Pfizer pauses DMD gene therapy trial after boy’s death

Pfizer pauses DMD gene therapy trial after boy’s death

The death of a young boy with Duchenne muscular dystrophy (DMD) who was treated with Pfizer’s experimental gene therapy in a phase 2 trial has prompted the company to pause dosing in another study.

The child – who died of a cardiac arrest – was treated with the one-shot fordadistrogene movaparvovec (PF-06939926) therapy in the DAYLIGHT study at the beginning of 2023. The trial, which has completed enrolment, is studying the intravenously-administered gene therapy in boys aged two to three with the muscle-wasting disorder.

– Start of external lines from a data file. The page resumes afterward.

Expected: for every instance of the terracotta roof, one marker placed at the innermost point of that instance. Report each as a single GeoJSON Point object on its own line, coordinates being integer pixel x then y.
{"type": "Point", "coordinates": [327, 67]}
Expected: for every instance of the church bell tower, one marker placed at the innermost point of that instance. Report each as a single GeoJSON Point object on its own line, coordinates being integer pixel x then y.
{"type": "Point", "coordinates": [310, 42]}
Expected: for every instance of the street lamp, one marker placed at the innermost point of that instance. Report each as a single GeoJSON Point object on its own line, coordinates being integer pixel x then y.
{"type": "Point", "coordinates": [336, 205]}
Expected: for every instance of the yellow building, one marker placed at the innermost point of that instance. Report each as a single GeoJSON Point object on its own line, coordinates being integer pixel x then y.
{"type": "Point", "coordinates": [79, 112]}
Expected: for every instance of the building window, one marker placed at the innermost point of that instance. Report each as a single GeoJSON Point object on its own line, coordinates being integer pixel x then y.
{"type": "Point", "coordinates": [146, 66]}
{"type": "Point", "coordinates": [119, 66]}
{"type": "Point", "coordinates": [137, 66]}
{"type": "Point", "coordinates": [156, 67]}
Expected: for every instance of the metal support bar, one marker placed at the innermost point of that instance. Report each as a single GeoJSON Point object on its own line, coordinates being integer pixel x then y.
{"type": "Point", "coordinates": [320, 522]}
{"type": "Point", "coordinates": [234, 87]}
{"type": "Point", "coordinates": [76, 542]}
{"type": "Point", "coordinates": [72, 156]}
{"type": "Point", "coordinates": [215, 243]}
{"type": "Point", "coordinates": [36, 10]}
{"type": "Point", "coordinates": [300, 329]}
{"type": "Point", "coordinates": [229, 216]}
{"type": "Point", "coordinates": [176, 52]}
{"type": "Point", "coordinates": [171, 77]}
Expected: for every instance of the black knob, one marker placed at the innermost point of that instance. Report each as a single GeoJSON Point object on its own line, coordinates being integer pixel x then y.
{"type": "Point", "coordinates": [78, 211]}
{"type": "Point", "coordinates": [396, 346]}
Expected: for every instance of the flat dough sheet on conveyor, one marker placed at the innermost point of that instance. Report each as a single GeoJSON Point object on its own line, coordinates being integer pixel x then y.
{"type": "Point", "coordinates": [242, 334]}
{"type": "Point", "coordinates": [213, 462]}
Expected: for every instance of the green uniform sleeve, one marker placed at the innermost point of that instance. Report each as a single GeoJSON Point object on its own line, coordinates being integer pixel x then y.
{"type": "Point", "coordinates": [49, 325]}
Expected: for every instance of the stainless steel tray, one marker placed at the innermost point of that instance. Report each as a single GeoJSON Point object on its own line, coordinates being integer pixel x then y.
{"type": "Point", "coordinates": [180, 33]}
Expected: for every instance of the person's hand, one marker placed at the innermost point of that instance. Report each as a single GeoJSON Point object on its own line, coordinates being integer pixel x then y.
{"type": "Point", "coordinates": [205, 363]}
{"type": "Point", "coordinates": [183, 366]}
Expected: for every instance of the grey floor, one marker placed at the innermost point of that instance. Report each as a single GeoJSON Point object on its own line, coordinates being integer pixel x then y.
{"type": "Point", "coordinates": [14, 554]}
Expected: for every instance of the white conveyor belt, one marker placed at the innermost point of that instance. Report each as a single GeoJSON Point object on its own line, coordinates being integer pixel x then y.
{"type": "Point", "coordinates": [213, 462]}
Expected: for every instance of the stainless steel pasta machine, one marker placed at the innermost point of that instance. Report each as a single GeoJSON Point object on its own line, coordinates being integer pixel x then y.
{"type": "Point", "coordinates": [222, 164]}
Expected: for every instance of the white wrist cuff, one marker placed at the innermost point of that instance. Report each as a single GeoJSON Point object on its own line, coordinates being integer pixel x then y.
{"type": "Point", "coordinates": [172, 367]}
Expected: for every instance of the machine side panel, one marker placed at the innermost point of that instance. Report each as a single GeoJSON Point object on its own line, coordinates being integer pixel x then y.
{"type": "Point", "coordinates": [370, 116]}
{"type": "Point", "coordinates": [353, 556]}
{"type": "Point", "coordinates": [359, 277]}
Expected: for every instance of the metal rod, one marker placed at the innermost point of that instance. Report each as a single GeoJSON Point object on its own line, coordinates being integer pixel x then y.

As a precaution, Pfizer has now suspended dosing in a phase 3 trial called CIFFREO, which included a placebo arm, according to a letter sent to and made public by the Parent Project Muscular Dystrophy (PPMD) patient advocacy group.

Two-thirds of the boys in that study, aged four to seven, were randomised to the gene therapy and have already been dosed, while the remaining third had a placebo infusion. The pause applies to children in the control arm who are eligible to receive the treatment in the second year of the study.

Pfizer has said it is deeply saddened by the death and is reviewing the safety data with PF-06939926 with the help of the study’s independent data monitoring committee to try to understand what happened.

At the moment, CIFFREO is the only clinical trial of the gene therapy in which patients have not yet been dosed, so no other ongoing trials are affected by the suspension. Results from the main placebo-controlled portion of the study are due later this month.

“The safety and well-being of the patients in our clinical trials remains our top priority, and we are committed to sharing more information with the medical and patient community as soon as we can,” says the letter, signed by the Pfizer DMD gene therapy team.

“We are also aware that many in the patient community are hopeful about the potential benefit of fordadistrogene movaparvovec for the treatment of DMD, and we will continue to collect data from our trials to evaluate its ability to address this disease,” it adds.

It is not the first time that Pfizer has paused administration of the gene therapy. In 2021, the unexpected death of a young male patient in a phase 1b study led to the FDA placing a clinical hold on the candidate, which was lifted in 2022 after an investigation concluded that PF-06939926 was unlikely to have been the cause.

The importance of Pfizer’s candidate has been heightened in the minds of the DMD community after the only FDA-approved gene therapy for DMD, Roche/Sarepta’s Elevidys (delandistrogene moxeparvovec) failed to meet its primary objective in a phase 3 trial that was designed to upgrade its accelerated approval and expand use from the current eligible age range of four to five.

In a statement, the PPMD said: “Our hearts ache for this family, and this loss underscores the critical importance of understanding what transpired to ensure the safety of all individuals participating in clinical trials. As a community, it is imperative that we come together to support each other during this time and work collectively towards making advancements in research, while prioritising safety above all else.”